Botswana History Facts and Timeline
(Botswana, BW, Southern Africa)
Nowadays, Botswana is best-known among tourists for its national parks and wildlife, yet it also has a rich colonial history. Formerly known as Bechuanaland, it was once a British protectorate and eventually gained independence.
There are several sites across the land that will appeal to those interested in ancient Botswana history. Visitors looking for prehistoric rock art can visit sites such as the Tsodilo Hills, while the D'Kar and Xai Xai villages both feature regular exhibitions of tribal rituals.
Despite inhabitation for many years previously, the more fascinating history of Botswana begins in the late-19th century, a time when skirmishes began to break out between the Shona tribes of Botswana and the incoming Ndebele. The Ndebele, an offshoot of the Zulus, migrated here across the Kalahari Desert, now home to one of the world's best-known game reserves and a popular tourist destination in its own right.
The Kalahari is still home to around 10,000 hunter-gatherers known as the San, living the same way that their ancestors did thousands of years before. Since the middle of the 1990s, the country's government has attempted to remove the San, attracting criticism from the international community and leaving a black mark against the history of Botswana.
Disputes with the Transvaal Boers in the late-1800s led Botswana's leaders to appeal for help from the British. The British established the Bechuanaland Protectorate in the year of 1885, administering the northern territories until 1964. The southern part of the protectorate, known as the Cape Colony, was handed over to the Union of South Africa in 1910. There was an intention to eventually hand over the northern territories to South Africa
too, but the 1948 implementation of apartheid in South Africa soon halted that notion.
The main legacy of colonial rule that tourists will encounter is that English is the official language spoken here. Everyone in the capital, Gaborone, will speak English, while those visiting other destinations may encounter Setswana, the principal indigenous language.
After several decades in which the evolution of tribal government was actively encouraged by the British, a proposal for self-government was eventually accepted in June 1964. This led to the government seat in Mafikeng, South Africa, moving to Botswana's new capital, Gaborone, in 1965. After the first elections in that year, Seretse Khama became the president and oversaw the transition to an independent Botswana in 1966. His son, Ian Khama, was elected as president in April 2008.

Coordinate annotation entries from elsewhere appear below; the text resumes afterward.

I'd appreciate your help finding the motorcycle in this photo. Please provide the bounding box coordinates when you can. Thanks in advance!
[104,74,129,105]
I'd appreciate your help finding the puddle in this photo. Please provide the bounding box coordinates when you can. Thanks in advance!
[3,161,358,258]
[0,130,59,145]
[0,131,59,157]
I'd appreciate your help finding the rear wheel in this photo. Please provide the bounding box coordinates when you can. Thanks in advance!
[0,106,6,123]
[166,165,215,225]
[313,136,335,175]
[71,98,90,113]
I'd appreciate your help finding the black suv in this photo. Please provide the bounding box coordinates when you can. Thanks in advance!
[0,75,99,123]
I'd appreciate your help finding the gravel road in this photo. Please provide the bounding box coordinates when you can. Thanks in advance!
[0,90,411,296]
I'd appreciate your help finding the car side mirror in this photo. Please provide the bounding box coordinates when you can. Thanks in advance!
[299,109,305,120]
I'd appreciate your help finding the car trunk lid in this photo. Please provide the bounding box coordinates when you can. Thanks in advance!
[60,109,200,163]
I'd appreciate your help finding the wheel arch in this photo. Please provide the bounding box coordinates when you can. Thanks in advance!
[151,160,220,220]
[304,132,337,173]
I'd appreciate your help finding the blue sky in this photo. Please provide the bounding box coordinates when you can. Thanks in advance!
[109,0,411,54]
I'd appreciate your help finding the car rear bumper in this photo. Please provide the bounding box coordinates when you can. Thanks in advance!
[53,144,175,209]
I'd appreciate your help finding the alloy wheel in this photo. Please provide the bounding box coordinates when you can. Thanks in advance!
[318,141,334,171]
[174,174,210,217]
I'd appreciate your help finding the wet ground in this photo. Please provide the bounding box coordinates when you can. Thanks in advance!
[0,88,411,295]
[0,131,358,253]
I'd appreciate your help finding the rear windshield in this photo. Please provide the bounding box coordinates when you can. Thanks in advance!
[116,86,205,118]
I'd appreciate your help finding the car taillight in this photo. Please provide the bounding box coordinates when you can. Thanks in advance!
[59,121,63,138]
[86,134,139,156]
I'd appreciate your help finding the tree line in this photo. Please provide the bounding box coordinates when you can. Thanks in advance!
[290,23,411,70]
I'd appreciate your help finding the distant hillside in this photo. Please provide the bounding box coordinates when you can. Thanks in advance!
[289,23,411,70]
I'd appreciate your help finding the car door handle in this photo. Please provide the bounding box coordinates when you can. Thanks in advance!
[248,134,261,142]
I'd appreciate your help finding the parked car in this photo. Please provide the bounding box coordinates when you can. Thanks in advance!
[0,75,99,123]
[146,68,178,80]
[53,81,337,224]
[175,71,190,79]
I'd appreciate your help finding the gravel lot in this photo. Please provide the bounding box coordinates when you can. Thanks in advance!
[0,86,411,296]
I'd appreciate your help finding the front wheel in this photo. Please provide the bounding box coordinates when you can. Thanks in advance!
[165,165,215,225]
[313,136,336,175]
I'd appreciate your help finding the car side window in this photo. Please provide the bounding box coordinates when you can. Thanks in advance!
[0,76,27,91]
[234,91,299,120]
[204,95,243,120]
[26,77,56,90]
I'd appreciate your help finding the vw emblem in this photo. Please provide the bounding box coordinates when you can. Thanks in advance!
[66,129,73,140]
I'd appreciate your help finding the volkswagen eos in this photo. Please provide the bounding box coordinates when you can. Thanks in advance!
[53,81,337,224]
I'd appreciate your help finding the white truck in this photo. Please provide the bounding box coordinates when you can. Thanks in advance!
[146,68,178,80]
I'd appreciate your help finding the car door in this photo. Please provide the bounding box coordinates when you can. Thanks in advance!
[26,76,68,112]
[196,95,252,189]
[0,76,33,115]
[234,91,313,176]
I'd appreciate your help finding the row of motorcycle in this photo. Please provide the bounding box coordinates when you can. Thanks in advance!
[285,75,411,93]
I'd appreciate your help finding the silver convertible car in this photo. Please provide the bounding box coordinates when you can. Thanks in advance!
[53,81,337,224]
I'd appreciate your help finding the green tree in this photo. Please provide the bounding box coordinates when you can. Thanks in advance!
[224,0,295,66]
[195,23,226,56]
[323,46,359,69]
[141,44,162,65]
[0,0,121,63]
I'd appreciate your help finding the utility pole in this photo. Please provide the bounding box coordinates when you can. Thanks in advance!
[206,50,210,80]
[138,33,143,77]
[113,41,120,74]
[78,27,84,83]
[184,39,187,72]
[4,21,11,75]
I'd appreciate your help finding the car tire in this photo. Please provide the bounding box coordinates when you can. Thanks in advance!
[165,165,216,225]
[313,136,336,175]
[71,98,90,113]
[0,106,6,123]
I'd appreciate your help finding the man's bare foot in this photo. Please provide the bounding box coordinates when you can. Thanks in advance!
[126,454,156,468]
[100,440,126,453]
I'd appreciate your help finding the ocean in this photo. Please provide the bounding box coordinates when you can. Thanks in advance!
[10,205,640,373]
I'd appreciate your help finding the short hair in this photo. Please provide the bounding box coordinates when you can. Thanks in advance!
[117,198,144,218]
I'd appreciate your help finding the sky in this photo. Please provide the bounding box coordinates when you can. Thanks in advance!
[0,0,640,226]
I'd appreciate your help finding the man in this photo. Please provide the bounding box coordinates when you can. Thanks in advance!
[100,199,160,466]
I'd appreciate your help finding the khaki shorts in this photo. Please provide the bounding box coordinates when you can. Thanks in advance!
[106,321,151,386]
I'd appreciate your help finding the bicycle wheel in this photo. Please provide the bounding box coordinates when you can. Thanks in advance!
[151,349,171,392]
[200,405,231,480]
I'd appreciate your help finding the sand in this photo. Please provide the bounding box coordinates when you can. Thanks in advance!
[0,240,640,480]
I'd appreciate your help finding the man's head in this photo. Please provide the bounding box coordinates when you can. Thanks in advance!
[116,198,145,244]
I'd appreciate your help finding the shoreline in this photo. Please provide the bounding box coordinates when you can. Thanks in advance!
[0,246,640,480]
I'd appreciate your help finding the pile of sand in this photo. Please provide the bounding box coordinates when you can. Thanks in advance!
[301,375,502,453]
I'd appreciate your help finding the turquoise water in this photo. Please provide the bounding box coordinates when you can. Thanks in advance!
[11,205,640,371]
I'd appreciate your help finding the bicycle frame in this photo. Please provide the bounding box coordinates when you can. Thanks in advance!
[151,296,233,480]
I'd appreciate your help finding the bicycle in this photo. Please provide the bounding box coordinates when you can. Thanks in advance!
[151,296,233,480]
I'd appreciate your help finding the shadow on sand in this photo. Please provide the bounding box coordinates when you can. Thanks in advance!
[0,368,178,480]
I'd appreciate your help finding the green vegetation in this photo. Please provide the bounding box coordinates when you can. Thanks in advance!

Political History and the Military
Since independence, the political landscape has been dominated by the Botswana Democratic Party (BDP), whose public institutions are said to be most secretive. However, this still ranks as the least corrupt country on the continent. It has not suffered civil war or economic collapse like other neighbours, such as Namibia
, Zambia and Zimbabwe.
Before independence, Botswana was one of Africa's most peaceful countries and did not even have its own armed forces. However, attacks by South African and Rhodesian troops led to the formation of the Botswana Defence Force (BDF) in 1977.
Nowadays, the US-funded BDF is more involved in disaster-preparation and peacekeeping operations. Mostly however, Botswana is a low-key country that has little fertile land, although it does boast vast mineral resources, especially diamonds, as well as a government that manages its national wealth wisely. Perhaps its biggest claim to fame in recent years is its setting for the best-selling novel series from Alexander McCall Smith, 'The No. 1 Ladies Detective Agency'.